LONDON: The latest Edelman Trust Barometer paints a picture of the UK as a pessimistic and suspicious country, where few people consider themselves properly informed and many of the rest reject the news as too depressing.

The annual Trust Barometer, now in its 18th iteration, measures trust across institutions (including government, media, business and NGOs), sectors and geographies, surveying more than 33,000 respondents across 28 countries.
The 2018 survey found that the proportion of respondents in the UK considering themselves part of the “informed public” – defined as those who consume business or political news several times a week – had reached an all-time low of just 6%.

A significant proportion of respondents were consuming less news (33%) and a further fifth (19%) avoided the news altogether; among these groups, many felt the news agenda was too depressing (40%), that the news was too biased (33%), and that the news itself was controlled by “hidden agendas” (27%).

While the overall level of trust in media remained unchanged from 2017 on 32%, the Barometer reported a 13 percentage point lift in trust for traditional media, reversing a five-year decline to reach 61%; trust in social media, meanwhile, dropped two points to just 24%.

At the same time, experts and leaders appeared to be regaining credibility, especially CEOS (+14 percentage points) and journalists (+13).

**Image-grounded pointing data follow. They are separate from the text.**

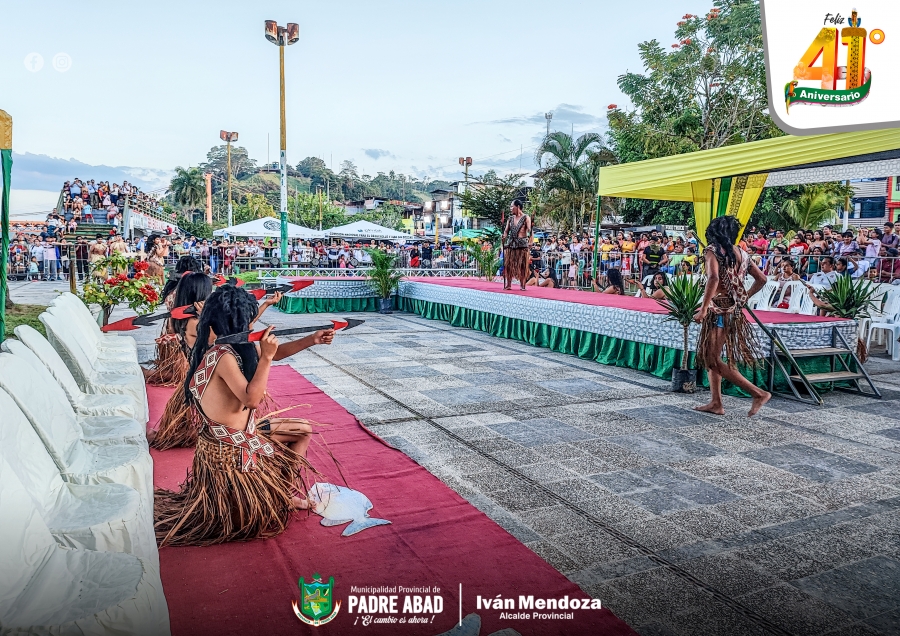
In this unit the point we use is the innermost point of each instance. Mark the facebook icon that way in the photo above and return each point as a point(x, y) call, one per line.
point(34, 62)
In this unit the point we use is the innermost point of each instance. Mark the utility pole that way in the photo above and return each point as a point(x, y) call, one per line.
point(465, 162)
point(283, 37)
point(228, 138)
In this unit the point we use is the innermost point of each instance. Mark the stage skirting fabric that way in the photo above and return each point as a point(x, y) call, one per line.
point(609, 335)
point(329, 296)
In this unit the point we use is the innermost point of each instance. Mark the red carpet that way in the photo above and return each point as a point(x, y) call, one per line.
point(437, 539)
point(584, 297)
point(633, 303)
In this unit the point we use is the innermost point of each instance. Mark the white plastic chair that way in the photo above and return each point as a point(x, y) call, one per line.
point(100, 430)
point(762, 299)
point(77, 461)
point(50, 589)
point(797, 292)
point(62, 333)
point(100, 380)
point(89, 337)
point(81, 312)
point(890, 325)
point(107, 517)
point(92, 404)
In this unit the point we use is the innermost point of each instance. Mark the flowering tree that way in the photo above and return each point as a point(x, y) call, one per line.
point(111, 286)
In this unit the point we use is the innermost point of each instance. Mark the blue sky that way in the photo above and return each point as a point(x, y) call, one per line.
point(389, 84)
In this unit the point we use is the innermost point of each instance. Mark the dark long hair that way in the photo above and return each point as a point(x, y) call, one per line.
point(185, 264)
point(192, 288)
point(614, 276)
point(721, 234)
point(228, 310)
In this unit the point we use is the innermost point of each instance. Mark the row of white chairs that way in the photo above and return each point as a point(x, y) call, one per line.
point(78, 552)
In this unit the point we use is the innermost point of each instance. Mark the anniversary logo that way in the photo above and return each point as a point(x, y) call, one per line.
point(378, 606)
point(820, 63)
point(829, 67)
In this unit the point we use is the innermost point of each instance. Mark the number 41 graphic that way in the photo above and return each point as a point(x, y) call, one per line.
point(825, 46)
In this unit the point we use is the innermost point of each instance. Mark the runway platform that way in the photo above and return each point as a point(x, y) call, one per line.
point(616, 330)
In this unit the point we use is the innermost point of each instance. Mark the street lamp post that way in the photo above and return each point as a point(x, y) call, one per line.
point(228, 137)
point(319, 192)
point(465, 162)
point(282, 37)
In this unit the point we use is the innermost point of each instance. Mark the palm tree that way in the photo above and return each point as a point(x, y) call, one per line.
point(569, 175)
point(189, 187)
point(815, 207)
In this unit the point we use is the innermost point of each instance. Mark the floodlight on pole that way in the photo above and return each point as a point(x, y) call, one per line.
point(229, 137)
point(282, 37)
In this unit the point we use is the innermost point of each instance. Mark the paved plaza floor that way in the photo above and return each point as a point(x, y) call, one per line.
point(682, 523)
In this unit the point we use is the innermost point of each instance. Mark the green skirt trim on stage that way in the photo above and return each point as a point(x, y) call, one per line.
point(304, 305)
point(653, 359)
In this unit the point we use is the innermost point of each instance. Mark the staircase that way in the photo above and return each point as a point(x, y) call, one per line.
point(89, 231)
point(847, 372)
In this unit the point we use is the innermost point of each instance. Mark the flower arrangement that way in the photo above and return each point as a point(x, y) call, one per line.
point(110, 286)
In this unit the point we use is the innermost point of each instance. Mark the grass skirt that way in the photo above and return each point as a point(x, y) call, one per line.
point(179, 424)
point(171, 366)
point(515, 265)
point(219, 503)
point(741, 346)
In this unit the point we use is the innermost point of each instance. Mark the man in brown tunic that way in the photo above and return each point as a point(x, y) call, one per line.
point(517, 236)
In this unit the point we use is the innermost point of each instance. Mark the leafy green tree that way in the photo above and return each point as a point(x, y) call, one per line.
point(708, 91)
point(386, 215)
point(188, 187)
point(490, 196)
point(568, 177)
point(254, 206)
point(303, 209)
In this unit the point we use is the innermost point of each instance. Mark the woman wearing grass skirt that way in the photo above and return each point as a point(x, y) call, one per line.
point(721, 316)
point(170, 366)
point(245, 479)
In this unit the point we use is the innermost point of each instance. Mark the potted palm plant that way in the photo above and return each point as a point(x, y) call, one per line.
point(384, 277)
point(850, 298)
point(684, 295)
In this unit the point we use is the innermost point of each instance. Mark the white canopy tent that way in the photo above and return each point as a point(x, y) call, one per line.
point(367, 231)
point(269, 228)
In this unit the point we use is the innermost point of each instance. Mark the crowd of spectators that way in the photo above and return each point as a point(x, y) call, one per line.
point(99, 202)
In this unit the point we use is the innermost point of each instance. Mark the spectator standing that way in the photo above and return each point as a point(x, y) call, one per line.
point(51, 262)
point(889, 238)
point(81, 257)
point(653, 257)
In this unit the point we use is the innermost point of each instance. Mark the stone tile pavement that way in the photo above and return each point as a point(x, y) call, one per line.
point(681, 522)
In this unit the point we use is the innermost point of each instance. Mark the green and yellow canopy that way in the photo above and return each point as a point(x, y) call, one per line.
point(729, 180)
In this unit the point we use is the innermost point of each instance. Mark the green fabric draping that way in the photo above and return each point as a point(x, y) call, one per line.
point(308, 305)
point(6, 170)
point(654, 359)
point(670, 178)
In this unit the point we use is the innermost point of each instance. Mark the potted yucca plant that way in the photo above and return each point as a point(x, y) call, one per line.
point(850, 298)
point(384, 277)
point(684, 295)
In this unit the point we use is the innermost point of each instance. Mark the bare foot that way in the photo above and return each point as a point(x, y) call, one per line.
point(715, 409)
point(758, 403)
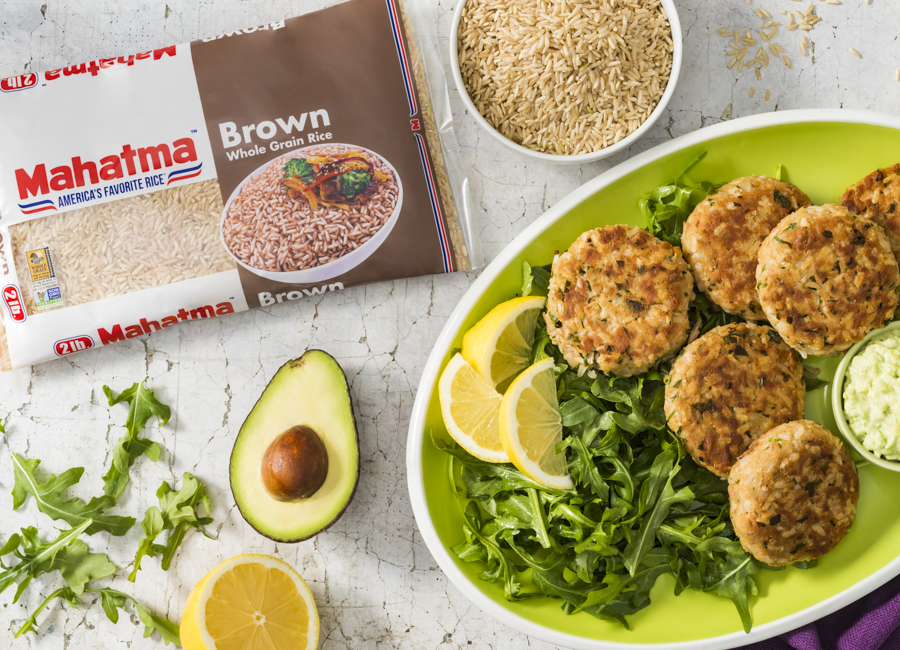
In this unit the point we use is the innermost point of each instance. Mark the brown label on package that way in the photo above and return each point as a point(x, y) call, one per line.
point(321, 153)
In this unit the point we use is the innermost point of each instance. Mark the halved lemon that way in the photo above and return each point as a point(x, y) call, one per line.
point(470, 405)
point(250, 602)
point(530, 426)
point(499, 345)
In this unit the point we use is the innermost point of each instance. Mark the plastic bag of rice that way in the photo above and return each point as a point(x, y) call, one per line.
point(240, 171)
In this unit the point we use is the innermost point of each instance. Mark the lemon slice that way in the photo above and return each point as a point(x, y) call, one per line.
point(499, 346)
point(469, 406)
point(250, 602)
point(530, 426)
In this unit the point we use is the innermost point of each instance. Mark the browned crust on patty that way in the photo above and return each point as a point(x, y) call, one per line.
point(618, 300)
point(793, 494)
point(877, 197)
point(729, 387)
point(827, 277)
point(723, 235)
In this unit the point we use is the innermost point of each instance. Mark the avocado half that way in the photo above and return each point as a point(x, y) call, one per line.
point(309, 392)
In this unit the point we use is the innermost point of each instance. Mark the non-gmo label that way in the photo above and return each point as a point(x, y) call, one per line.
point(40, 267)
point(49, 297)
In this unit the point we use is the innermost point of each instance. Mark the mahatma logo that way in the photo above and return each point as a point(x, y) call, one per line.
point(184, 174)
point(37, 206)
point(13, 300)
point(130, 161)
point(21, 82)
point(72, 345)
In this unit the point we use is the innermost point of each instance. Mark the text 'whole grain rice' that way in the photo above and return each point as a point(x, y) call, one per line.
point(256, 179)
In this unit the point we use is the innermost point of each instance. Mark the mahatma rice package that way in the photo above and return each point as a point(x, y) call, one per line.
point(244, 170)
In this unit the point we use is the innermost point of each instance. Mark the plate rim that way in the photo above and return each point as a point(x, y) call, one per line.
point(416, 437)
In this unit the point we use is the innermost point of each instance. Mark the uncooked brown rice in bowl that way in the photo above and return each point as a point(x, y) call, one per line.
point(266, 229)
point(567, 78)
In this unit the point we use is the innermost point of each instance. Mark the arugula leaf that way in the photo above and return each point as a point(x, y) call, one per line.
point(65, 593)
point(668, 206)
point(527, 279)
point(78, 566)
point(49, 500)
point(112, 601)
point(35, 557)
point(640, 507)
point(142, 405)
point(176, 512)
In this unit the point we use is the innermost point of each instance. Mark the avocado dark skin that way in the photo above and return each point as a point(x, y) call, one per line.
point(295, 464)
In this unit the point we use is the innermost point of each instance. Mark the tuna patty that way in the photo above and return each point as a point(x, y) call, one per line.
point(729, 387)
point(877, 197)
point(793, 494)
point(723, 234)
point(618, 301)
point(826, 278)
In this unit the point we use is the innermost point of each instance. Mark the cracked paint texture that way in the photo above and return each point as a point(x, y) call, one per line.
point(375, 583)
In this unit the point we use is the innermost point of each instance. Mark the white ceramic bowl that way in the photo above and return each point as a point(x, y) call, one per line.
point(671, 12)
point(837, 401)
point(336, 267)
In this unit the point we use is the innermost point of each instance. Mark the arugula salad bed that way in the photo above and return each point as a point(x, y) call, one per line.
point(641, 508)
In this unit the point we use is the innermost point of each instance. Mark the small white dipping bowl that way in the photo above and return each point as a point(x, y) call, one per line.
point(336, 267)
point(837, 400)
point(674, 23)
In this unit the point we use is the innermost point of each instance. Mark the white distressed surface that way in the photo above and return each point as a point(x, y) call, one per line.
point(375, 583)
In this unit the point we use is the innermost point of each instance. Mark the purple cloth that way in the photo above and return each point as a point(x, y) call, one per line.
point(871, 623)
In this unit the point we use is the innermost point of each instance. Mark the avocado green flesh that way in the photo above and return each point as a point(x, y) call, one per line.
point(311, 391)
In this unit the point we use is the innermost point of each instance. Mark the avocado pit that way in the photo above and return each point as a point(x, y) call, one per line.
point(295, 464)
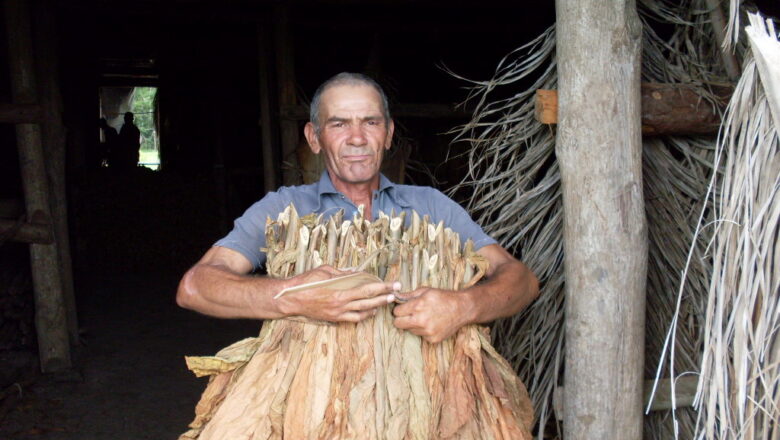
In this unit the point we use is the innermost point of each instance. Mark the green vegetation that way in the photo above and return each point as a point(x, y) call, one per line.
point(143, 109)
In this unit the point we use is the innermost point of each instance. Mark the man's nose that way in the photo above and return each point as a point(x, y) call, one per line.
point(357, 135)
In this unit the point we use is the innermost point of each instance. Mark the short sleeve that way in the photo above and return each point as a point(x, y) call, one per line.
point(248, 234)
point(457, 219)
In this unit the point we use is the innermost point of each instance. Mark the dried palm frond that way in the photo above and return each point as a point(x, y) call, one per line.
point(514, 181)
point(738, 390)
point(303, 379)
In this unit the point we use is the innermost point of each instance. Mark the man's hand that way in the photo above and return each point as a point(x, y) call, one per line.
point(352, 305)
point(433, 314)
point(437, 314)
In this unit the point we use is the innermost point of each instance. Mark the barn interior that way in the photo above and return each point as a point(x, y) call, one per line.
point(225, 87)
point(91, 340)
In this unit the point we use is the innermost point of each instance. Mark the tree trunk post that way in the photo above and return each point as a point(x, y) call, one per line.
point(285, 77)
point(54, 143)
point(599, 150)
point(266, 125)
point(50, 317)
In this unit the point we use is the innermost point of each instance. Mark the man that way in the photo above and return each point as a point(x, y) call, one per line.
point(350, 124)
point(129, 143)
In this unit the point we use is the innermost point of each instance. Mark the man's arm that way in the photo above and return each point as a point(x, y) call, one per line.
point(218, 285)
point(436, 314)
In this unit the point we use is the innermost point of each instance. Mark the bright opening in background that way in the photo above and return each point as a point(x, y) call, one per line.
point(143, 109)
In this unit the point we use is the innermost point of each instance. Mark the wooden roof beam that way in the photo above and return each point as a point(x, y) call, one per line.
point(667, 109)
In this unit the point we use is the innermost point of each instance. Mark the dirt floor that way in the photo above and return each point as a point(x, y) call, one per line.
point(130, 380)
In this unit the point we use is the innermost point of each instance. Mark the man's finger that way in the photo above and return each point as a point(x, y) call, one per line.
point(403, 297)
point(370, 303)
point(405, 309)
point(407, 323)
point(370, 290)
point(356, 316)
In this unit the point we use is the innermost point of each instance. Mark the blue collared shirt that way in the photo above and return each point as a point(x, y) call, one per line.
point(248, 234)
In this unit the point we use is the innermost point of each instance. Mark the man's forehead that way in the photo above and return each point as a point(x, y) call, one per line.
point(354, 96)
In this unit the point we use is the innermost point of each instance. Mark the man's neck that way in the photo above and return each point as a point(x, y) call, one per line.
point(358, 193)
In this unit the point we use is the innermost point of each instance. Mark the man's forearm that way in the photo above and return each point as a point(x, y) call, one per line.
point(216, 291)
point(508, 290)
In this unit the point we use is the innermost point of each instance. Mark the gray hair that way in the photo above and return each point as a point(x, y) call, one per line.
point(345, 78)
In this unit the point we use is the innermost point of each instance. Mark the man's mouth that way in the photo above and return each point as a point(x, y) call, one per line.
point(356, 157)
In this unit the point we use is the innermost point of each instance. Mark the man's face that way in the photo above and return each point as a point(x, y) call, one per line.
point(353, 133)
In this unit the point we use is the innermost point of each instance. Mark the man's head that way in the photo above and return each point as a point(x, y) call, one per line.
point(350, 123)
point(341, 79)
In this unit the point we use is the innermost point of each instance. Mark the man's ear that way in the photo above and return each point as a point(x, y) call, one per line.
point(390, 130)
point(311, 137)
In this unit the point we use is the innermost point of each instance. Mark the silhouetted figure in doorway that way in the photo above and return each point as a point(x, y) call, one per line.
point(108, 148)
point(129, 144)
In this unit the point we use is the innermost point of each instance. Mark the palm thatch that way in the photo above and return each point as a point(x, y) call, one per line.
point(514, 181)
point(738, 389)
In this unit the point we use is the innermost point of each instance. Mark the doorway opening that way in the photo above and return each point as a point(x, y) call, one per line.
point(115, 103)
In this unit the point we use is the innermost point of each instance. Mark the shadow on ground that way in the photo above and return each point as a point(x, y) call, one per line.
point(130, 380)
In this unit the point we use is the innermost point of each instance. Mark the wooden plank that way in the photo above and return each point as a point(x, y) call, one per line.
point(685, 393)
point(25, 232)
point(546, 106)
point(19, 113)
point(270, 182)
point(47, 56)
point(667, 109)
point(50, 317)
point(599, 151)
point(411, 110)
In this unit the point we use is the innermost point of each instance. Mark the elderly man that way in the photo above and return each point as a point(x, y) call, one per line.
point(351, 125)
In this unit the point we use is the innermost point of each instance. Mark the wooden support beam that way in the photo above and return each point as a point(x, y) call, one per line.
point(47, 57)
point(412, 110)
point(25, 232)
point(50, 317)
point(667, 109)
point(270, 182)
point(285, 77)
point(685, 393)
point(19, 113)
point(599, 151)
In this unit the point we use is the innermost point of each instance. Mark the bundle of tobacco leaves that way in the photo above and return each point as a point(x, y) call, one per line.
point(303, 379)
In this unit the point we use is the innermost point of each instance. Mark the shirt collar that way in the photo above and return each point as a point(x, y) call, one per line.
point(325, 186)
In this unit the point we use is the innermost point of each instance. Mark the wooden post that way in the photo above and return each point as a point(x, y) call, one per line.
point(47, 52)
point(285, 77)
point(599, 150)
point(50, 319)
point(270, 182)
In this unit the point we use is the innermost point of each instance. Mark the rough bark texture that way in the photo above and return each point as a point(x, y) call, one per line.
point(50, 320)
point(19, 113)
point(285, 77)
point(45, 36)
point(676, 109)
point(264, 81)
point(667, 109)
point(605, 234)
point(25, 232)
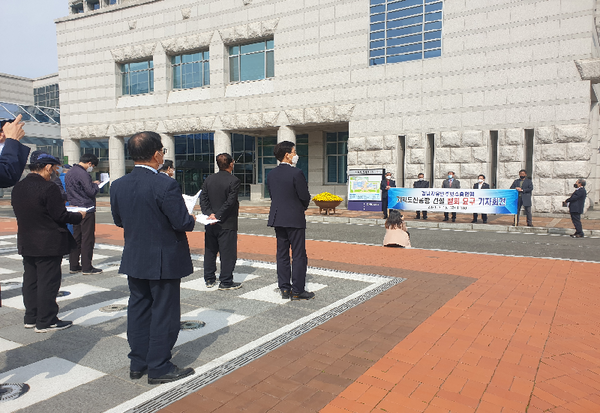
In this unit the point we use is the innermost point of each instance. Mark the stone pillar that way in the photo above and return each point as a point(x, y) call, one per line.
point(71, 148)
point(116, 161)
point(222, 144)
point(285, 133)
point(169, 143)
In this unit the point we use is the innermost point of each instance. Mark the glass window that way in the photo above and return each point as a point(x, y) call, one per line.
point(137, 77)
point(337, 157)
point(191, 70)
point(411, 29)
point(252, 61)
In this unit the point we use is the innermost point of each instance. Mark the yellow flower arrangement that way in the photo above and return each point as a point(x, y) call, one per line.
point(326, 196)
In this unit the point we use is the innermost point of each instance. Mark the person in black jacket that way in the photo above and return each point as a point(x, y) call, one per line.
point(13, 154)
point(421, 183)
point(219, 200)
point(481, 184)
point(42, 240)
point(289, 199)
point(386, 183)
point(576, 203)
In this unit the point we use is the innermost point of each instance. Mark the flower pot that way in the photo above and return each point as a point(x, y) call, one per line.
point(328, 206)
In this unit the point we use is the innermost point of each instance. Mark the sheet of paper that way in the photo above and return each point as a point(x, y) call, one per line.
point(190, 201)
point(79, 209)
point(204, 220)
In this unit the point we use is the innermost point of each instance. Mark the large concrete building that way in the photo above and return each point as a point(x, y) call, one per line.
point(472, 86)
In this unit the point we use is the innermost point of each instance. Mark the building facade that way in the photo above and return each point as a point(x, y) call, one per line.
point(486, 86)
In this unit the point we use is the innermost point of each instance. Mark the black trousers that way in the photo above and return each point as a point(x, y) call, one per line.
point(291, 275)
point(85, 235)
point(41, 282)
point(153, 315)
point(576, 219)
point(483, 217)
point(224, 242)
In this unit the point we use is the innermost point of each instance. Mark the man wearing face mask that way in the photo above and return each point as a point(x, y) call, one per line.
point(81, 192)
point(386, 183)
point(576, 203)
point(453, 183)
point(421, 183)
point(289, 199)
point(524, 186)
point(481, 184)
point(42, 240)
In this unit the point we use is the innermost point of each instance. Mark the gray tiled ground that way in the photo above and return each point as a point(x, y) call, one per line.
point(99, 347)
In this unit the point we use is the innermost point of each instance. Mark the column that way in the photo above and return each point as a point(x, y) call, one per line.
point(285, 133)
point(116, 160)
point(222, 144)
point(168, 141)
point(71, 149)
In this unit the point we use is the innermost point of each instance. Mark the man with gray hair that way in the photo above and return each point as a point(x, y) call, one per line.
point(576, 203)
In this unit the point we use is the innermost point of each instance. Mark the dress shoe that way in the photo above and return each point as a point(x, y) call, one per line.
point(136, 375)
point(303, 296)
point(175, 374)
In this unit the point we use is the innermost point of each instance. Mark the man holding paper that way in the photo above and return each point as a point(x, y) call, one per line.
point(81, 192)
point(219, 200)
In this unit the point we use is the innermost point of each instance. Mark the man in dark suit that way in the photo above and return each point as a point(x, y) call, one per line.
point(13, 154)
point(453, 183)
point(219, 200)
point(149, 207)
point(42, 240)
point(421, 183)
point(386, 183)
point(524, 186)
point(576, 203)
point(481, 184)
point(289, 199)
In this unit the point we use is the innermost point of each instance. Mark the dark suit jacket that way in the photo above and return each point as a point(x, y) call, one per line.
point(219, 196)
point(383, 185)
point(289, 197)
point(577, 200)
point(455, 183)
point(421, 184)
point(527, 189)
point(42, 218)
point(12, 162)
point(151, 210)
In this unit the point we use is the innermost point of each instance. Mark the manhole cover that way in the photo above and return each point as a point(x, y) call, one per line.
point(191, 325)
point(12, 391)
point(113, 308)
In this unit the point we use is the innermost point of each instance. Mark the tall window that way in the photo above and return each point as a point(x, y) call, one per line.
point(337, 157)
point(46, 96)
point(403, 30)
point(252, 61)
point(191, 70)
point(194, 160)
point(138, 78)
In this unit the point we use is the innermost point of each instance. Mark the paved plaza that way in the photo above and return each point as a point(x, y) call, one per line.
point(390, 330)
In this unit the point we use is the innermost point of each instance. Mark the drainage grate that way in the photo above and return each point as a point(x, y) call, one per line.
point(216, 373)
point(11, 391)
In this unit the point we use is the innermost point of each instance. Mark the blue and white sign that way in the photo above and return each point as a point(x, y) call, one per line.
point(484, 201)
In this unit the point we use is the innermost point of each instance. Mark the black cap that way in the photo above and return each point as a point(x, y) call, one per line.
point(43, 158)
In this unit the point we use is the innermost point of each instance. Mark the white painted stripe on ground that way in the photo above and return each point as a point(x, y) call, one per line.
point(47, 378)
point(6, 345)
point(271, 294)
point(91, 315)
point(76, 290)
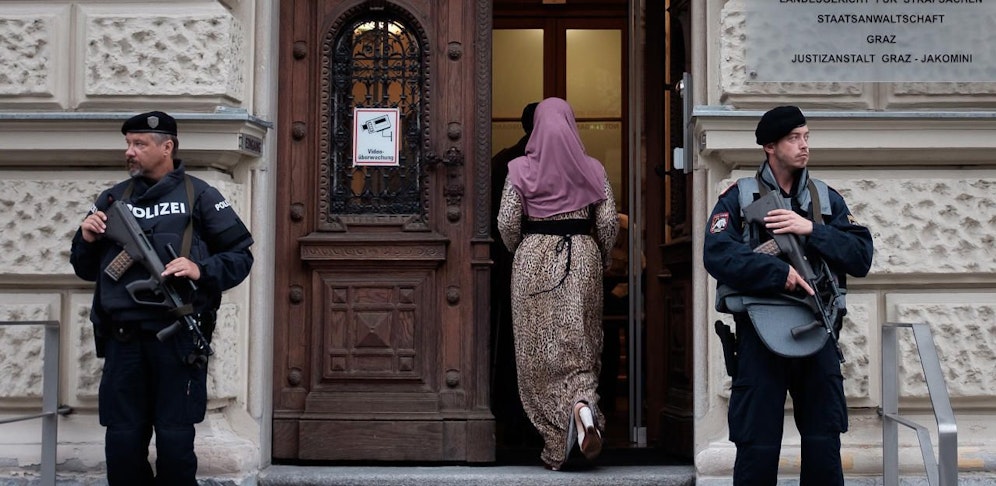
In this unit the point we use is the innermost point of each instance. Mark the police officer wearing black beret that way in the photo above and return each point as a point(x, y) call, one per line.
point(761, 377)
point(151, 384)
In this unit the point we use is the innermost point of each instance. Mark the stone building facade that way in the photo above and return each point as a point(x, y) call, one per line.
point(915, 161)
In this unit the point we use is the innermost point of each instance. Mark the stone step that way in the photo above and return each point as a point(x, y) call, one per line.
point(516, 475)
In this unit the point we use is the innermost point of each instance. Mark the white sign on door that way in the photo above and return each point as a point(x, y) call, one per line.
point(376, 136)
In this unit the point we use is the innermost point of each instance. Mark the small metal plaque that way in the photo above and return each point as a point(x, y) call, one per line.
point(870, 40)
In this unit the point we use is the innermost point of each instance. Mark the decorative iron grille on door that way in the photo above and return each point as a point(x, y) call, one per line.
point(374, 59)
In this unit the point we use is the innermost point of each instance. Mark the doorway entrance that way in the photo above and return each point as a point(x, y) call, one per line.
point(582, 52)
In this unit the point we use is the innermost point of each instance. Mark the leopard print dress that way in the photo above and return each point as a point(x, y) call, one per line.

Underlying these shifts is Brexit, with the Barometer showing a 43:39 split between those opposed to it and those in favour, and charting a steady rise since 2016 in the level of pessimism about living standards and economic prospects.

Edelman suggested that there is an opportunity lies with business to fill the trust gap where others are falling short – particularly if there is a focus on reputational drags like executive pay and tax.

Globally, Edelman observed a polarisation of trust, with – for the first time in the Barometer’s 18 years – a distinct split between extreme trust gainers and losers.

No country saw steeper declines than the United States, it reported, with a 37-point aggregate drop in trust across all institutions. At the opposite end of the spectrum, China experienced a 27-point gain, more than any other country.